Glycopeptidomics analyses of host cell lines (a BCG823 cell line, C823) and C823 cells infected by isolated from patients with GML (GMALT823), gastritis (GAT823), gastric ulcer (GAU823) and gastric cancer (GAC823) were carried out to clarify the host reaction mechanism against GML and to identify potential molecular criteria for the early diagnosis of GML.
Thirty-three samples were analyzed and approximately 2000 proteins, 200 glycoproteins and 500 glycopeptides were detected in each sample. O-glycans were the dominant glycoforms in GMALT823 cells only. Four specific glycoforms in GMALT823 cells and 2 specific glycoforms in C823 and GMALT823 cells were identified. Eight specific glycopeptides from 7 glycoproteins were found in GMALT823 cells; of these glycopeptides, 6 and 3 specific glycopeptides had high affinity for T cell epitopes and have conformational B cell epitopes, respectively.

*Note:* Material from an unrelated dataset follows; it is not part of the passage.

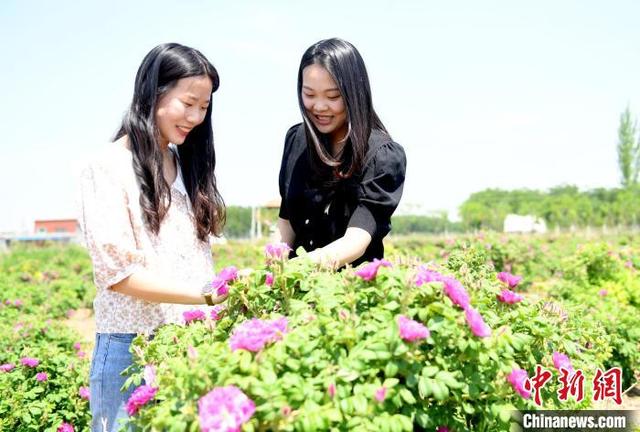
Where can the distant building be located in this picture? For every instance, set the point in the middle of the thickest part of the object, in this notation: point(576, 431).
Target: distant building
point(524, 224)
point(45, 230)
point(57, 226)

The predominant glycoforms of host cells infected by MALT isolates differ from others, and the glycoproteins, glycosylation sites and glycoforms might be closely related to the formation of GML, which provides new insights into the pathogenic mechanisms of infection and suggests molecular indicators for the early diagnosis of GML.
胃黏膜相关淋巴瘤(GML)是一种与()感染相关的成熟 B 细胞肿瘤。GML 的临床表现不具特异性,因此 GML 常被误诊,导致过度治疗。-诱导的 GML 的发病机制尚不清楚,也没有用于早期 GML 诊断的分子标志物。
对宿主细胞系(BCG823 细胞系、C823)和源自 GML 患者的(GMALT823)、胃炎(GAT823)、胃溃疡(GAU823)和胃癌(GAC823)感染的 C823 细胞进行糖肽组学分析,以阐明宿主对 GML 的反应机制,并鉴定用于早期诊断 GML 的潜在分子标准。
分析了 33 个样本,每个样本中检测到约 2000 种蛋白质、200 种糖蛋白和 500 种糖肽。O-聚糖是 GMALT823 细胞中唯一的主要糖型。在 GMALT823 细胞中鉴定出 4 种特异糖型,在 C823 和 GMALT823 细胞中鉴定出 2 种特异糖型。在 GMALT823 细胞中发现了 8 种特异糖肽,来自 7 种糖蛋白;其中 6 种和 3 种特异糖肽分别具有高亲和力的 T 细胞表位和构象 B 细胞表位。
感染 MALT 分离株的宿主细胞的主要糖型与其他分离株不同,糖蛋白、糖基化位点和糖型可能与 GML 的形成密切相关,这为感染的发病机制提供了新的见解,并提示了用于早期诊断 GML 的分子指标。